Зощенко, Вс. Иванов и Никитин – «изографы», фольклористы, живописцы. Новых архитектурных, сюжетных форм они не ищут (впрочем, у Никитина – последнее время заметно и это), а берут уже готовую: сказ.

Зощенко применяет пока простейшею разновидность сказа: от первого лица. Так написан у него весь цикл «Рассказов Синебрюхова» (рассказ в альманахе – из этого цикла). Отлично пользуется Зощенко синтаксисом народного говора: расстановка слов, глагольные формы, выбор синонимов – во всем этом ни единой ошибки. Забавную новизну самым стертым, запятачен-ным словам он умеет придать ошибочным (как будто) выбором синонимов, намеренными плеонизмами («пожить в полное семейное удовольствие», «на одном конце – пригорок, на другом – обратно – пригорок», «в нижних подштанниках»). И все-таки долго стоять на этой станции Зощенко не стоит. Надо трогаться дальше, – пусть даже по шпалам.

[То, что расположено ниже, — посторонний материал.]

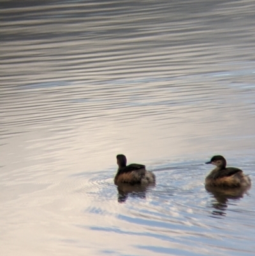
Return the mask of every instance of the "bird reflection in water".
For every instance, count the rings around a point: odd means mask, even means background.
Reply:
[[[116,185],[118,191],[118,202],[119,203],[125,202],[129,197],[145,199],[147,189],[155,186],[154,183],[147,184],[119,183],[116,184]]]
[[[212,203],[212,206],[215,208],[212,212],[212,217],[221,218],[226,215],[226,210],[228,205],[231,204],[229,200],[240,200],[247,193],[251,186],[241,188],[221,188],[205,185],[205,187],[209,194],[215,199],[215,201]]]

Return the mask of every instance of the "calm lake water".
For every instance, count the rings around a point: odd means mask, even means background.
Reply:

Никитин представлен в альманахе совсем не типичным для него рассказом «Дэзи». Это первая его попытка сойти с рельсов сказа и дать то, что мне случилось назвать «показом» (рассказ – сказ – показ) в концентрированном, безлигатурном виде: отдельные куски, как будто без всякого цемента, и только издали видно, что лучи от всех сходятся в одном фокусе. Композиционный опыт очень любопытный, но для автора он оказался не по силам: во второй половине (эпопея «Небо») он сбился на обычный рассказ. Получился поезд, составленный наполовину из аэропланов, наполовину из вагонов; аэропланы, разумеется, не летят. Но пусть даже катастрофа, пусть автор вылезет из нее в синяках – это все-таки хорошо, это говорит о том, что Никитин не хочет спокойной и прочной оседлости, не хочет стать добрым литературным помещиком. А оседлость у него уже была: превосходный, выдержанный, богатый свежими образами рассказ «Кол». Рассказ этот был бы самым крупным в альманахе, и не попал он туда только по не зависящим от автора обстоятельствам.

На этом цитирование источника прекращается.